I stopped a moment to listen to an argument on the Mile End Waste. It was night-time, and they were all workmen of the better class. They had surrounded one of their number, a pleasant-faced man of thirty, and were giving it to him rather heatedly.
“But ’ow about this ’ere cheap immigration?” one of them demanded. “The Jews of Whitechapel, say, a-cutting our throats right along?”
“You can’t blame them,” was the answer. “They’re just like us, and they’ve got to live. Don’t blame the man who offers to work cheaper than you and gets your job.”
“But ’ow about the wife an’ kiddies?” his interlocutor demanded.
“There you are,” came the answer. “How about the wife and kiddies of the man who works cheaper than you and gets your job? Eh? How about his wife and kiddies? He’s more interested in them than in yours, and he can’t see them starve. So he cuts the price of labour and out you go. But you mustn’t blame him, poor devil. He can’t help it. Wages always come down when two men are after the same job. That’s the fault of competition, not of the man who cuts the price.”
“But wyges don’t come down where there’s a union,” the objection was made.
“And there you are again, right on the head. The union cheeks competition among the labourers, but makes it harder where there are no unions. There’s where your cheap labour of Whitechapel comes in. They’re unskilled, and have no unions, and cut each other’s throats, and ours in the bargain, if we don’t belong to a strong union.”
Without going further into the argument, this man on the Mile End Waste pointed the moral that when two men were after the one job wages were bound to fall. Had he gone deeper into the matter, he would have found that even the union, say twenty thousand strong, could not hold up wages if twenty thousand idle men were trying to displace the union men.

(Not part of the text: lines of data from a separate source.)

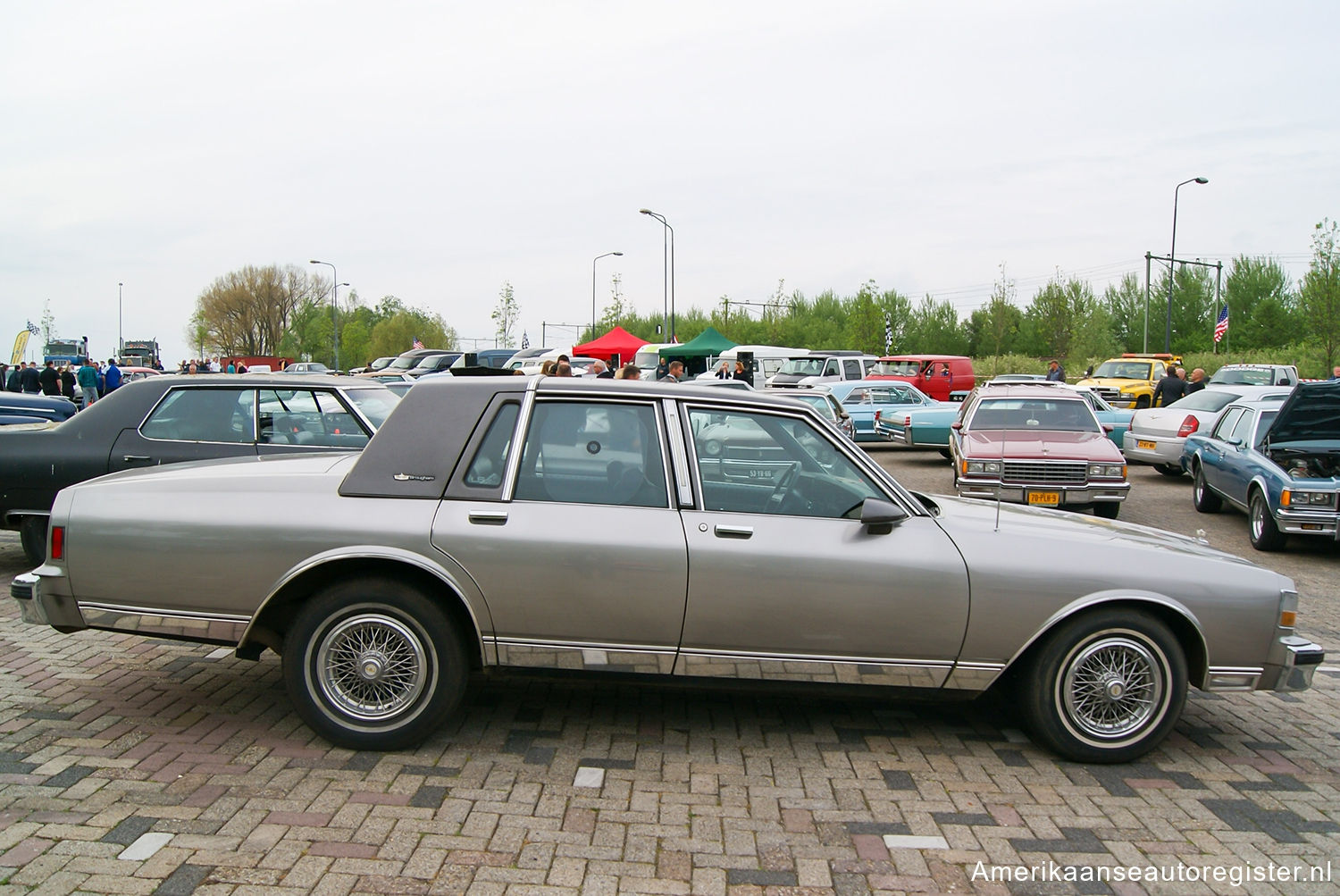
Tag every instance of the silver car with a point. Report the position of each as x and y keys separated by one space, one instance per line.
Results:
x=616 y=526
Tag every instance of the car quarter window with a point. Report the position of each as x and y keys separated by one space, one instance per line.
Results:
x=203 y=415
x=485 y=470
x=758 y=462
x=592 y=453
x=1227 y=423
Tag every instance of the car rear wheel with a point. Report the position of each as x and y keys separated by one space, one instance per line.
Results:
x=1261 y=529
x=32 y=534
x=1202 y=498
x=374 y=665
x=1106 y=686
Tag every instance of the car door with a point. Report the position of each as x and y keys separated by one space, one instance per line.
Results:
x=1216 y=453
x=189 y=423
x=574 y=542
x=784 y=582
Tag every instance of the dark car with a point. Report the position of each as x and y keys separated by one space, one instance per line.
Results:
x=24 y=407
x=168 y=420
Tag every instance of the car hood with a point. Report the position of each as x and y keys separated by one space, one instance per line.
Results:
x=1310 y=415
x=1052 y=445
x=1107 y=541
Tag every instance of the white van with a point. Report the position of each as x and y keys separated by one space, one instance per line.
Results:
x=768 y=361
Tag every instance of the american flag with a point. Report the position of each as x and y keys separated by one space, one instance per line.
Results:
x=1221 y=326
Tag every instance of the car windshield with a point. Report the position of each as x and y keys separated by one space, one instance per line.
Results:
x=897 y=369
x=1208 y=399
x=804 y=366
x=1123 y=370
x=1245 y=375
x=1071 y=415
x=374 y=404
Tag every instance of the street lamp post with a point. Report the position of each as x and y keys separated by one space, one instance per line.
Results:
x=334 y=307
x=670 y=232
x=592 y=289
x=1168 y=330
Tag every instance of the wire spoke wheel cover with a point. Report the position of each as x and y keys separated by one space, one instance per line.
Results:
x=373 y=666
x=1112 y=687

This is admirably instanced, just now, by the return and disbandment of the soldiers from South Africa. They find themselves, by tens of thousands, in desperate straits in the army of the unemployed. There is a general decline in wages throughout the land, which, giving rise to labour disputes and strikes, is taken advantage of by the unemployed, who gladly pick up the tools thrown down by the strikers.
Sweating, starvation wages, armies of unemployed, and great numbers of the homeless and shelterless are inevitable when there are more men to do work than there is work for men to do. The men and women I have met upon the streets, and in the spikes and pegs, are not there because as a mode of life it may be considered a “soft snap.” I have sufficiently outlined the hardships they undergo to demonstrate that their existence is anything but “soft.”